Assassino Organizzato / Disorganizzato e riflessi sulla Scena del Crimine

Assassino Organizzato / Disorganizzato e riflessi sulla Scena del Crimine

La Behavioral Science Unit – BSU fu istituita nell’ambito del Federal Bureau of Investigation per far fronte all’incremento di omicidi e aggressioni sessuali che attanagliarono gli Stati Uniti a cavallo tra gli anni 70 e 80. L’unità, specializzata nell’analisi dei fondamenti del comportamento criminale, fu costituita nel 1972 da Pat Mullany, Jack Kirsch e Howard Teten e fu successivamente valorizzata da specialisti come Robert Ressler, Roger DePue, John Vorpagel e John Douglas.
L’esperienza investigativa sul campo, unita ad approfondimenti sulle dinamiche psicologiche alla base di specifiche tipologie di crimini, portò i membri dell’unità a ipotizzare l’esistenza di due macrotipologie di assassini, le cui caratteristiche individuali e comportamentali si riflettevano sulla scena del crimine. Grazie alla collaborazione con la psichiatra Ann Burgess fu quindi condotto uno studio su 36 detenuti e 118 omicidi a sfondo sessuale che gettò le basi per la distinzione tra Assassino Organizzato e Assassino Disorganizzato, figure collegabili rispettivamente alla Scena del Crimine Organizzata e alla Scena del Crimine Disorganizzata.
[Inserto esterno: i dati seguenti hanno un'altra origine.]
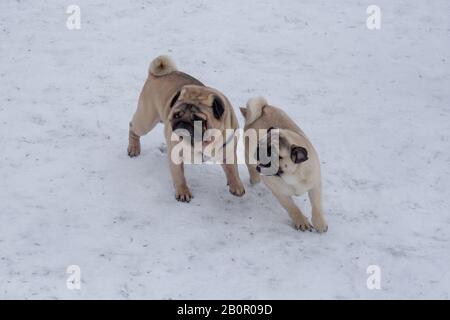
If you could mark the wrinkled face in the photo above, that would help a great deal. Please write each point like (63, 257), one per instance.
(195, 110)
(277, 155)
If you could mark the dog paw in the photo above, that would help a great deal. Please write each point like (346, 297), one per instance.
(134, 149)
(303, 224)
(255, 180)
(237, 189)
(319, 224)
(183, 194)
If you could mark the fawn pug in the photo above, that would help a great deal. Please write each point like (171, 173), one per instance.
(179, 100)
(289, 165)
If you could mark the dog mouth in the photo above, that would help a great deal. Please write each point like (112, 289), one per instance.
(193, 131)
(267, 170)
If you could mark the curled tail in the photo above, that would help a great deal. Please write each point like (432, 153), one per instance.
(161, 66)
(254, 109)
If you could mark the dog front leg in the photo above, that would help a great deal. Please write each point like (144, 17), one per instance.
(315, 196)
(300, 221)
(233, 180)
(182, 192)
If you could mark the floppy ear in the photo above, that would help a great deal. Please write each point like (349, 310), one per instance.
(218, 107)
(175, 98)
(243, 111)
(298, 154)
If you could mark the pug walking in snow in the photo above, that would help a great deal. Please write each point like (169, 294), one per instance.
(181, 102)
(285, 160)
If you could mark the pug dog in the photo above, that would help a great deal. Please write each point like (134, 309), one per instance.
(289, 165)
(179, 101)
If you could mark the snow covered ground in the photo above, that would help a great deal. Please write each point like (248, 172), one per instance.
(376, 104)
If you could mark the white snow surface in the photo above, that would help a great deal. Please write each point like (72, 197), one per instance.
(375, 103)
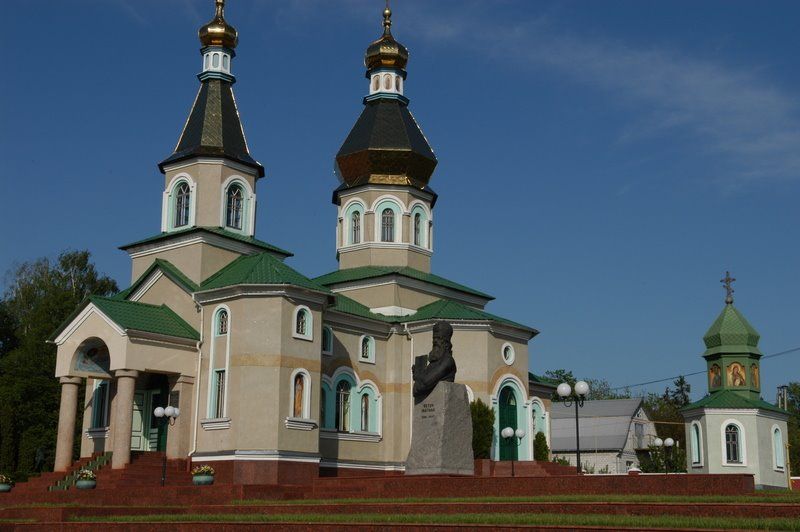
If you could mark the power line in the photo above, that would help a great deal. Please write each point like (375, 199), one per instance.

Le risultanze delle ricerche effettuate furono pubblicate prima nel 1985 nel Law Enforcement Bulletin e successivamente riprese e approfondite nel libro Sexual Homicide: Patterns and Motives.
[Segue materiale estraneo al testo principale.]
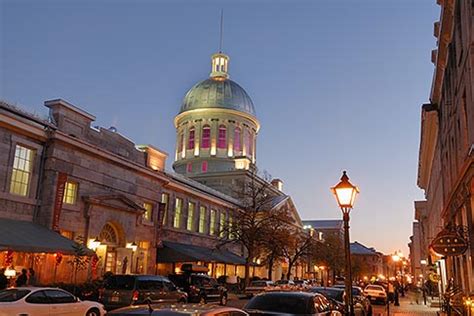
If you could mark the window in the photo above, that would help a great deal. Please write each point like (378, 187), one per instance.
(202, 219)
(206, 136)
(212, 224)
(148, 211)
(237, 140)
(190, 223)
(191, 138)
(165, 200)
(222, 225)
(177, 212)
(221, 138)
(70, 193)
(22, 166)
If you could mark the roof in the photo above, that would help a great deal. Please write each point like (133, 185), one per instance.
(324, 223)
(359, 249)
(25, 236)
(177, 252)
(211, 93)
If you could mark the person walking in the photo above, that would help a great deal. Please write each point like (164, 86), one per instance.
(3, 279)
(31, 277)
(22, 279)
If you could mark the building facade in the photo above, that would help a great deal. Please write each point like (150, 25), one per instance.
(445, 170)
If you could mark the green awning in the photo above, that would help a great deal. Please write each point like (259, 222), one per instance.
(176, 252)
(22, 236)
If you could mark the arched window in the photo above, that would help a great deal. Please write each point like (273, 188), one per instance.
(237, 139)
(221, 137)
(206, 136)
(191, 139)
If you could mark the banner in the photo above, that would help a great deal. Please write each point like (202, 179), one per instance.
(58, 200)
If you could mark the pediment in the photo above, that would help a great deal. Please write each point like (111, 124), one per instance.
(115, 201)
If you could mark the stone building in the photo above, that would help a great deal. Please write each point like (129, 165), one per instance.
(445, 170)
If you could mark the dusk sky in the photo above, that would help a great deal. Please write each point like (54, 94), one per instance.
(336, 85)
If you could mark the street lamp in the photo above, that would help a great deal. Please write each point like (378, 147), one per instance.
(345, 193)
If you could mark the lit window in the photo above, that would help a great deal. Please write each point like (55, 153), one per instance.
(202, 219)
(190, 223)
(70, 193)
(21, 174)
(221, 139)
(191, 139)
(206, 137)
(212, 224)
(177, 213)
(165, 200)
(148, 211)
(237, 141)
(222, 225)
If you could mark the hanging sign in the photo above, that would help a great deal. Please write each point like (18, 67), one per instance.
(449, 244)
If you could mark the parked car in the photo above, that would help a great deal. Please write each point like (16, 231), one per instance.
(44, 301)
(285, 284)
(256, 287)
(376, 293)
(200, 288)
(290, 303)
(178, 310)
(359, 297)
(123, 290)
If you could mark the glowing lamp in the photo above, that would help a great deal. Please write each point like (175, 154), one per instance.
(345, 192)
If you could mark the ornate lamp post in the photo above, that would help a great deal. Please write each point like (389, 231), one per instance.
(345, 193)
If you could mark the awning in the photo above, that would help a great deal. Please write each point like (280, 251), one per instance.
(176, 252)
(24, 236)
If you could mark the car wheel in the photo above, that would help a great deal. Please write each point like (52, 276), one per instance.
(223, 300)
(93, 312)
Le caratteristiche principali dell’Assassino Organizzato riguardano la presenza di intelligenza media o sopra la media, il possesso di buone capacità sociali e di controllo emotivo, avere un’occupazione stabile con inserimento in un nucleo familiare definito e strutturato, l’essere sessualmente adeguato, aver ricevuto una disciplina inconsistente durante l’infanzia e aver subito eventi stressanti considerevoli, la volontà di seguire il crimine effettuato attraverso i media, la capacità di effettuare spostamenti anche considerevoli sul territorio e l’uso di alcool durante il delitto.

L’Assassino Disorganizzato invece è caratterizzato da intelligenza sotto la media, inadeguatezza sociale e sessuale, da una vita isolata portata avanti in un luogo in prossimità della scena del crimine, da un lavoro semplice, dall’aver ricevuto un’educazione rigida durante l’infanzia, dalla notevole ansia provata durante la commissione del crimine e dall’andare incontro a significative modificazioni comportamentali nel breve/medio periodo.

L’espressione di queste caratteristiche ha un impatto corposo sulla scena del crimine e sulla criminodinamica, che determina l’emersione di specifici e caratteristici scenari.
Un offender organizzato tenderà quindi a creare una Scena del Crimine Organizzata contraddistinta da mancanza di tracce immediatamente osservabili, corpo assente, nascosto o comunque trasportato da un luogo a un altro, uso di mezzi di costrizione, ricerca del controllo totale dalla fase di pianificazione a quella di esecuzione e post-esecuzione, personalizzazione della vittima e assenza di rapporto di conoscenza diretta con la stessa.

Con l’altra macrocategoria di assassini potrà emergere invece una Scena del Crimine Disorganizzata in cui sarà possibile osservare disordine, tracce e cadavere lasciati in bella mostra, possibile brutalizzazione del corpo o atti sessuali compiuti in seguito alla morte, depersonalizzazione della vittima, assenza di pianificazione e improvvisazione nella fase di esecuzione e post-esecuzione, ubicazione in luoghi familiari all’offender e vittima conosciuta dall’assassino.

Una delle critiche rivolte a questa macro classificazione ha riguardato soprattutto la divisione manichea ed eccessivamente semplicistica effettuata tra due poli opposti; C. Wilson (1996) ha suggerito infatti di parlare di continuum fra organizzazione e disorganizzazione su cui collocare il singolo criminale violento, il quale può presentare elementi di entrambe le categorie (overlapping).

G.M. Godwin (2000), inoltre, ha segnalato che il lavoro effettuato dal BSU ha limiti di tipo statistico essendosi basato su un campione ristretto, non casuale, volontario e senza un’analisi dettagliata finale presentata sul materiale impiegato.